I should have brought a book of poems
, I thought, as I flipped through the limp, outdated pages. I usually didn’t leave the house without one. All that was in my purse now was the scary white envelope.
I stopped on page 28. It was an article about the teacher in space: “Christa McAuliffe Gets NASA’s Nod to Conduct America’s First Classroom in Space.”
I deliberately didn’t follow the space program. But it was kind of cool that I’d just been invited to meet someone who was in
People
magazine.
The article covered the first day in the life of the new “teachernaut.” I noticed the reporter was a little cynical about the Teacher in Space program. His tone made me defensive. After all, a high school teacher from Concord, New Hampshire, was actually going into space.
Space.
I’d always thought space was for people with science degrees, and I hated science. But here was this teacher who was going to fly alongside people like Lea’s jet-jock astronaut. And she seemed so, well, normal. She could be one of my teachers. Or could she? I wondered why NASA chose her.
I stared at her photos. In one, she was squatting down to kiss her young niece. In another, she was setting her dinner table with her husband and two kids. I could pass this woman in the mall and not think she was any different from any other mom I knew.

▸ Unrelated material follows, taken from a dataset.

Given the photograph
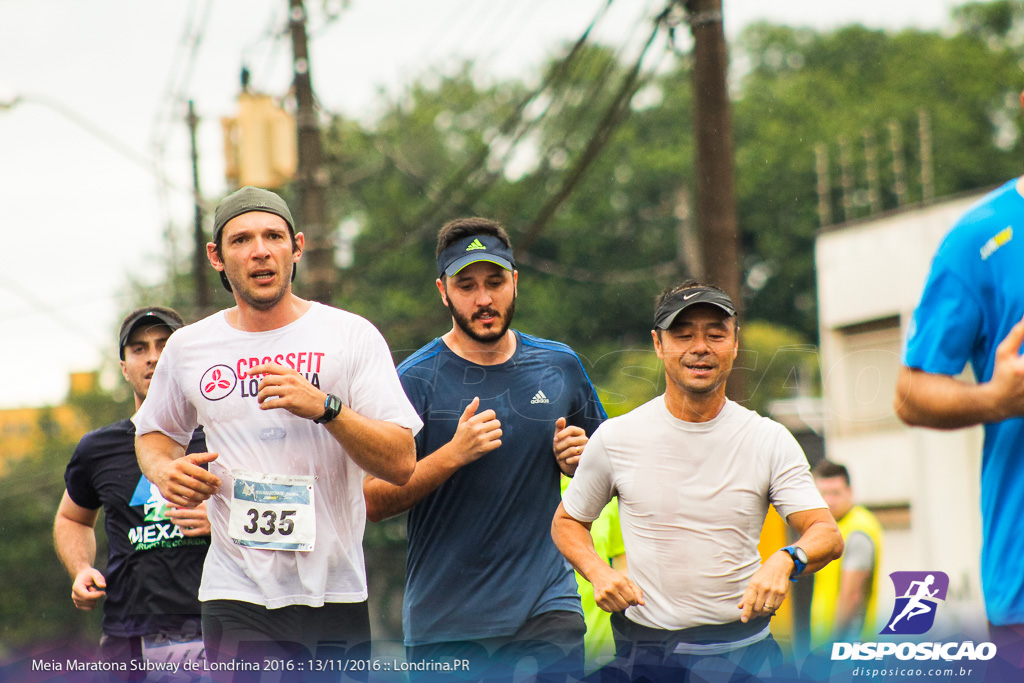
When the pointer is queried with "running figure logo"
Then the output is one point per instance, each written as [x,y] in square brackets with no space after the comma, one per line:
[918,594]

So weird to find this article on the day I was invited to meet Christa. Things like this made me think I was cosmically connected to something. Maybe I was just cosmically connected to
People
magazine. But I guess it wasn’t too weird the magazine was here because this
was
a NASA community. It was understandable this particular issue would be kept.
Or maybe it was a sign.
So I stole it. I put it in my purse, right next to the scary white envelope, hoping some of Christa’s daring would leap off the page and talk my envelope into mailing itself.
The door opened. Lea came out with clean teeth. Donald was behind her. He had glasses and a nice dentist smile. “Hi, Annie.” I
did
like that his bulky black glasses tilted on his face and that his smile was slightly nerdy. I liked different because I felt like I was different too.
“Hi, Donald,” I said, pushing the magazine down farther in my purse.
Then we all stood there awkwardly. Even Lea looked at a loss for words. I made rescue-me eyes at her.
“Okay,” said Lea. “Bye, Dr. Gardner.”
I gave him a wave as we left. He looked disappointed.
Lea barely missed the Mercedes on my side because she had launched back into talking about the Astronaut. She wanted to keep a journal of information about him.
“Annie, please come Saturday. You can meet him. Come
on
. You are so boring.”
She had a point. What was wrong with me? I had a chance to meet Christa McAuliffe and I wanted an evening alone with TV shows and potato chips.
I just didn’t have any motivation lately. I wanted to sit and be still, but at the same time, I was restless. I couldn’t even decide what to do after high school. Graduation was like a high, long, thick wall, like that Hadrian’s Wall the English built to keep the Scottish out, or the Scottish built to keep the English out, or I built to keep my future out.
And here Christa McAuliffe was packing her panties and going to fly on the space shuttle. If she was going to space, I could get myself off my couch long enough to meet her before she did.